Le sport
Choupinet a
voulu faire du foot. Comme tous les garçons de sa classe. Mais vous avez eu des
arguments imparables.
Primo,
si le mercredi peut être sacrifié sur l’autel des activités, le week-end doit
rester un oasis sacré : y a quand même un soit disant barbu qui a affirmé
que le dimanche est un jour de repos. Et
non de match. Deuxio, le foot nuit
gravement au vocabulaire : les entraîneurs apostrophent les poussins avec
des termes à faire frémir un charretier et les interviews de footeux célèbres sont
éclairantes sur ce point. On peut les trouver comiques, surréalistes,
effrayantes, poétiques dans le meilleur des cas. Mais grammaticalement
correctes et lexicalement riches ? Non. Tertio, la pratique du foot dans l’enfance conduit tout droit à la
bedaine qui déborde du jogging douteux, à l’overdose de chips et de bière le
samedi noir devant la télé. Quarto, courir dans tous les sens par toutes les
températures et tous les temps possibles, ça s’appelle de la folie. Ou de la
torture. Cela dépend du caractère volontaire ou non du coureur.
Toutefois,
malgré votre goût pour la tyrannie pleinement assumé, vous n’avez pas pu dire
non à tout. Vélo, roller, skate, ping-pong, judo : Choupinet a tout testé
et vous avez tout accepté, trop heureuse d’échapper au ballon con.
Et comment
le blâmer ? Après tout… Même vous, une fois par an, vous envisagez de vous
lancer, de reprendre votre pauvre enveloppe charnelle en main : natation,
footing, simple marche… Les 31 décembre passent et vos bonnes résolutions
varient à chaque douze coups de minuit. Mais vous n’êtes pas une Cendrillon du
31. Jamais vous ne vous êtes retrouvée métamorphosée, d’un coup de champagne
magique, troquant soudainement talons hauts contre baskets. Non, vous,
invariablement, vous vérifiez l’adage : les bonnes résolutions sont faites
pour ne pas être tenues.
Sitôt les
brumes festives dissipées, vous jugez plus opportun de cuisiner la courgette
dans tous ses états pour résorber les excès de la fin d’année. La mise au vert,
ça ne fait certes pas rêver, mais c’est
moins douloureux que de se découvrir des muscles cachés, des muscles obscurs et
profonds dont on ne sait même pas le nom, des muscles si intensément endormis
qu’aucun prince ne pourrait venir à bout de votre sortilège de paresse.
Faire du
sport ? Quelle idée… Il faut que vous arrêtiez le champagne, ça vous rend
totalement délirante.
Le sport,
quel vilain mot. Entre porc et speuhhh, qui, certes, n’existe pas et donc rime
à pas grand-chose, tout comme le sport, mais a indéniablement des sonorités peu
ragoûtantes.

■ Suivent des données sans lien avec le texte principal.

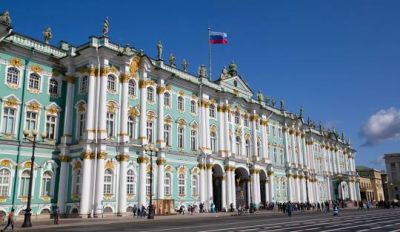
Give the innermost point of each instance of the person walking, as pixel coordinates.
(56, 215)
(289, 209)
(10, 220)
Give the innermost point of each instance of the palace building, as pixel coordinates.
(96, 106)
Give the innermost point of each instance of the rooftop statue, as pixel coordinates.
(260, 96)
(106, 27)
(202, 71)
(159, 50)
(224, 73)
(267, 100)
(185, 65)
(232, 69)
(172, 60)
(5, 18)
(47, 35)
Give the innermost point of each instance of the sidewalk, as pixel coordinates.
(47, 223)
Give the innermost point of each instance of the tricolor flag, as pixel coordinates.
(218, 37)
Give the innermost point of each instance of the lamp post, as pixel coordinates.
(151, 150)
(251, 209)
(31, 138)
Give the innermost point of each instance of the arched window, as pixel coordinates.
(110, 124)
(24, 183)
(53, 87)
(193, 136)
(150, 131)
(34, 81)
(111, 85)
(181, 103)
(237, 117)
(132, 88)
(167, 134)
(213, 138)
(108, 181)
(248, 148)
(9, 115)
(238, 149)
(13, 76)
(181, 184)
(84, 84)
(212, 111)
(195, 185)
(46, 184)
(150, 94)
(5, 176)
(77, 182)
(167, 99)
(167, 184)
(181, 137)
(193, 107)
(130, 182)
(131, 127)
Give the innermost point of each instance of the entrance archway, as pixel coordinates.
(263, 190)
(217, 186)
(242, 186)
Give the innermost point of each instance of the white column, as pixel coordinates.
(123, 136)
(91, 105)
(161, 174)
(223, 194)
(210, 198)
(101, 156)
(86, 184)
(122, 194)
(142, 161)
(221, 131)
(68, 111)
(63, 183)
(160, 119)
(143, 107)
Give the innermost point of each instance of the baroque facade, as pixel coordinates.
(98, 104)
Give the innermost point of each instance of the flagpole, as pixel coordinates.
(209, 52)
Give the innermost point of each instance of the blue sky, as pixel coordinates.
(339, 59)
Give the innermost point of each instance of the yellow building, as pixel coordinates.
(371, 188)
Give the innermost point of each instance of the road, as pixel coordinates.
(349, 220)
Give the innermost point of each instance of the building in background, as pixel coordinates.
(371, 185)
(392, 163)
(100, 103)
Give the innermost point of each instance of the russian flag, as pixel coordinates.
(218, 37)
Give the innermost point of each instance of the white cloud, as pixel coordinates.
(383, 125)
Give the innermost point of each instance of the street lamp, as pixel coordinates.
(151, 150)
(251, 209)
(31, 138)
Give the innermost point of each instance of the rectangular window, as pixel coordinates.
(51, 127)
(31, 121)
(110, 124)
(8, 121)
(150, 132)
(180, 137)
(167, 133)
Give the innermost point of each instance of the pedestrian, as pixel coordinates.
(56, 215)
(134, 210)
(10, 220)
(289, 209)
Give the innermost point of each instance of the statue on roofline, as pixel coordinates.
(5, 18)
(159, 50)
(47, 35)
(106, 27)
(185, 65)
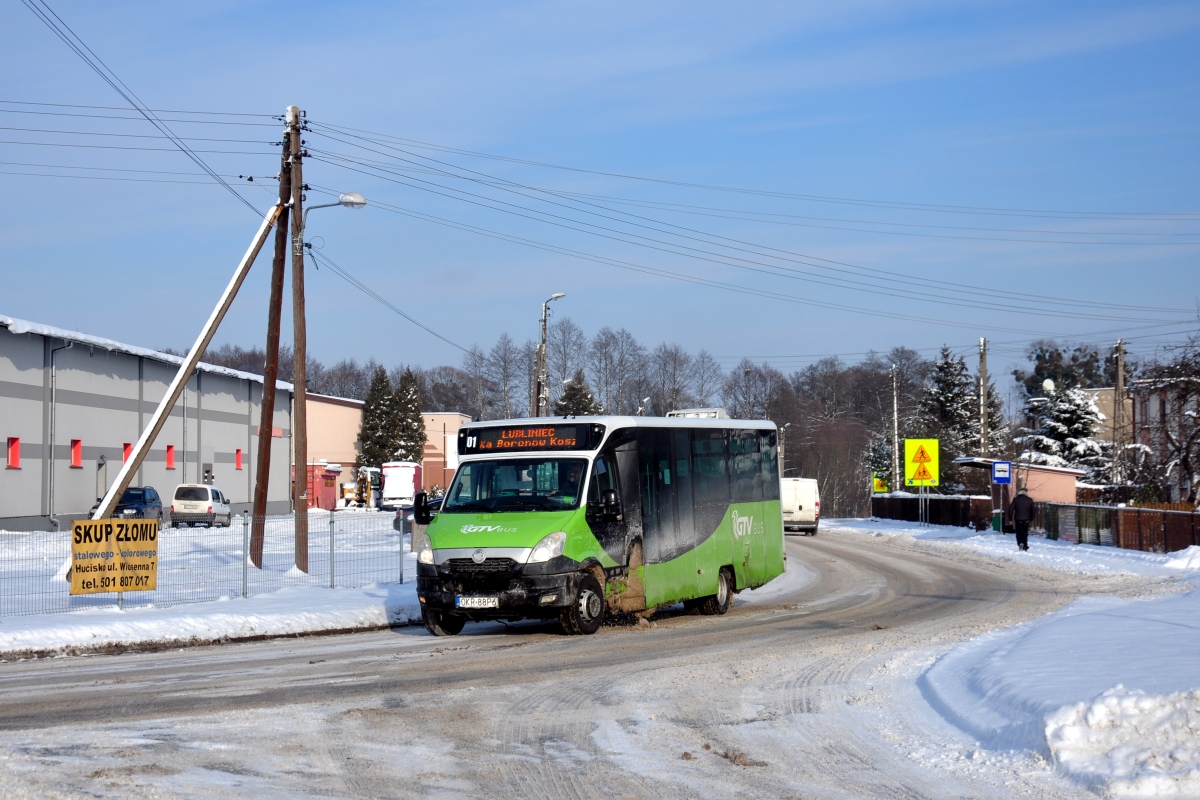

À quand le mouvement « balance ton sport » ?
Le sport
commence avec les vestiaires. Un lieu où on ne se rend que sous la plus grande
contrainte, c’est évident. C’est une agression des sens effroyable. Vous en
prenez plein le nez, des relents de vieilles chaussettes et de baskets
défraîchies, agrémentés au mieux d’effluves de javel. Vous en prenez plein les
yeux, une farandole de vieux slips et de boudins adipeux. Vous en prenez plein
les oreilles, ça piaille et ça rit fort, ça glousse et ça jacasse. Une horreur.
Il faut
croire que vous êtes insensible aux charmes de la promiscuité. Ce qui n’était
pas le cas de votre prof d’EPS de 5e, ça non. Il développait des
stratégies dignes d’un grand chef Sioux pour arriver au moment opportun donner
des informations primordiales sur le cours à venir, moment opportun qui
coïncidait avec le déshabillage d’une trentaine d’adolescentes en fleurs et en
boutons. Pas folles, les guêpes avaient retardé le plus possible l’effeuillage.
Le prof avait fait de même avec son débarquement. Il avait même songé à
instaurer une douche obligatoire, et mixte, suscitant chez vous des visions des
plus angoissantes. Vous n’avez jamais su pourquoi ce projet hautement
pédagogique ne vit pas le jour, mais vous bénissez encore les bonnes âmes qui
ont freiné ce pervers des vestiaires.
Passons :
après tout, l’essentiel du sport se joue ailleurs. Dehors. Sur le stade. Et par
tous les temps. Du moins c’était la théorie du forcené ganté, doudouné et
bonneté qui vous imposait short et t-shirt pour courir autour du stade de
septembre à juin. Sans pause hivernale. Il convient de préciser que ledit stade
était situé en un département montagneux au climat contrasté. Bref, en hiver les
chats ronronnaient au coin du feu et les enfants auraient bien fait de même. Mais votre fou furieux aurait-il pleinement goûté le confort douillet et
moelleux du molleton s’il n’avait pu apprécier le contraste avec la légèreté du
coton sur vos jambes bleutées ? À moins qu’il n’ait souhaité appliquer le
foireux adage « un esprit sain dans un corps sain ». Vous l’auriez
bien soupçonné d’avoir mal interprété Juvénal, encore aurait-il fallu qu’il
lise.
Au moins la
course est-elle une activité solitaire qui ne vous valait aucune humiliation
particulière. Il n’en allait pas de même avec le basket, le hand et autres jeux
en ball. Qui dit ball dit équipe. Et qui dit équipe dit choix des équipes. Des
moments inoubliables. Répétés semaines après semaines, années après années,
sans variation. Aucune. Les capitaines se battaient invariablement pour vous
refourguer à l’autre équipe. Pourtant vous n’étiez ni cul-de-jatte ni atteinte
de la peste bubonique. Vous mangiez consciencieusement des pastilles de menthe
aux intercours. Non, vous souffriez d’un bête déficit de popularité. Et pour
jouer à la balle, ça ne pardonne pas. Alors vous avez regardé pendant de
longues minutes vos camarades être élus les uns après les autres, quitter le
troupeau, s’éloigner auréolés de fierté et de sueur. Et vous, vous attendiez, mortifiée, honteuse,
prête à brader vos neurones contre un soupçon d’agilité et un brin de bagout.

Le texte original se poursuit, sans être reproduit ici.